Close inspection of the LSU positions in the lamellae revealed several interesting features. LSUs could be seen associating with membranes, in patterns reminiscent of the rough endoplasmic reticulum (Figure 4C, Figure 5C) or the outer nuclear membrane (Figure 4D). We also observed LSUs forming ring-like structures (Figure 4E), potentially indicating circularized mRNAs (Wells et al., 1998). While ribosomes were for the most part excluded from the numerous granules observed in the cytoplasm, in some cases we observed clusters of LSUs in the inclusions of double-membraned granules described earlier (Figure 4F, Figure 5D and E). It is, in principle, possible that these targets are situated above or below the imaged granules, since the granule positions in z cannot be determined using 2D projections.

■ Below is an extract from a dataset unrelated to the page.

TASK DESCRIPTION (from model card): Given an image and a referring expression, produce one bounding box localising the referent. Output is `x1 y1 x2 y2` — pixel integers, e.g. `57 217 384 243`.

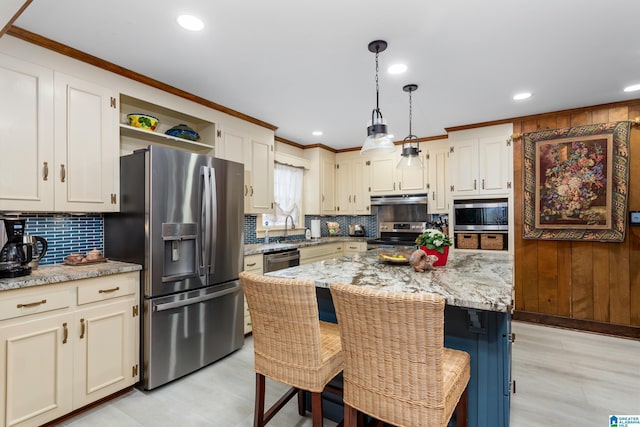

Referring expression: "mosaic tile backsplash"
25 215 104 265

However, in the case of Figure 5E, the detected LSUs span the whole lamella in the z direction (Figure 5F), while positions above or below a granule would result in LSUs situated exclusively at the top or bottom of the lamella. This is consistent with the earlier hypothesis that the inclusions are of cytoplasmic origin.
Does DeCo-LACE induce aberrations that affect 2DTM?

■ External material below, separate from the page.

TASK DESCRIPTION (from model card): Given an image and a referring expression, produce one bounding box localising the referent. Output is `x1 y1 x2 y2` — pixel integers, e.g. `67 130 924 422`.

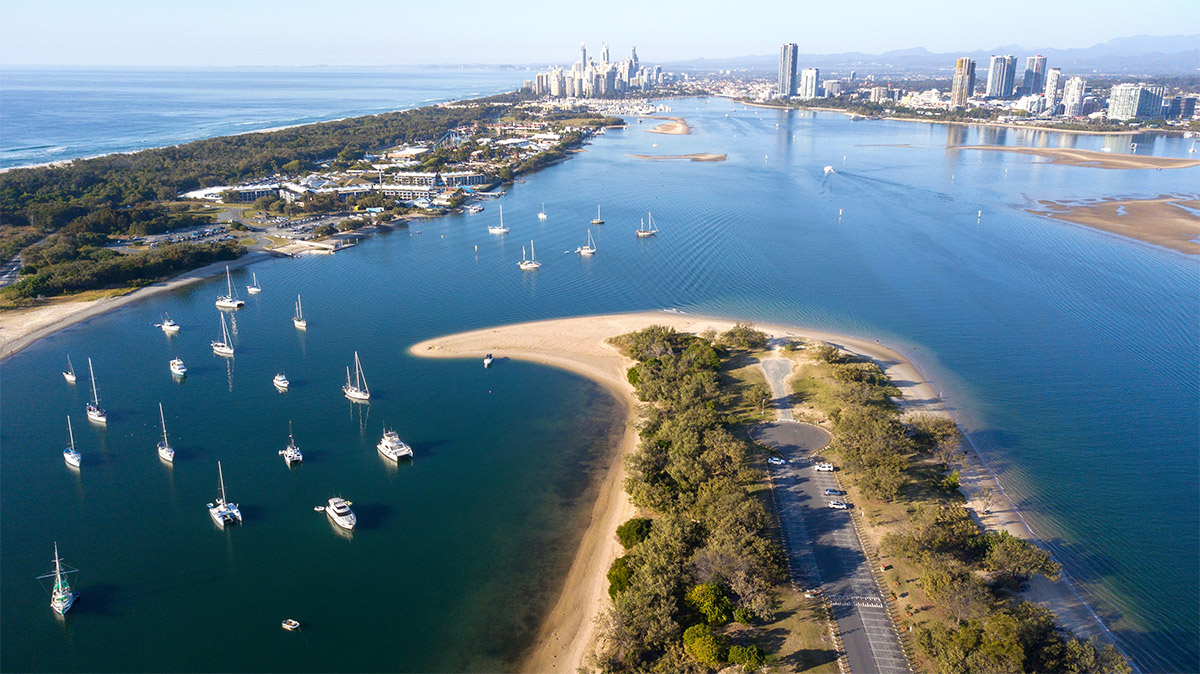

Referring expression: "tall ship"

Within the eight lamellae we found different numbers of detected targets, ranging from 1089–6,433 per lamella (Figure 6A). LamellaEUC 1 had the most detected targets, but also had the largest surface area and contained cytoplasm from two cells. LamellaFFF 4 had the fewest detected targets, but this particular lamella was dominated by a circular section of the nucleus, with only small pockets of cytoplasm (Figure 3—figure supplement 4). In an attempt to normalize for these differences in area containing cytoplasm, we compared the number of detected targets per tile in tiles that contained more than one target, which should exclude tiles with non-cytosolic content (Figure 6B). While this measure had less variability, there were still differences. LamellaEUC 4 had not only the fewest targets, but also the lowest density, which could be due to this lamella being the thinnest, or due to it sectioning the cell in an area with a lower concentration of ribosomes. LamellaFFF 3 had a substantially higher number of ribosomes per tile. Since all of these lamellae were made from a cell-line under identical conditions, this underscores the necessity to collect data from large numbers of lamellae to overcome the inherent variability. When comparing the distribution of scores between lamellae, we found them to be fairly comparable with median SNRs ranging from 8.7 to 9.7 (Figure 6C). LamellaEUC 1 had slightly lower scores compared to the rest, potentially due to its large size and connected mechanical instability during imaging. Overall, we did not observe differences in the number or SNR of detected targets between eucentric or fringe-free illumination conditions that were bigger than the observed inter-lamella variability.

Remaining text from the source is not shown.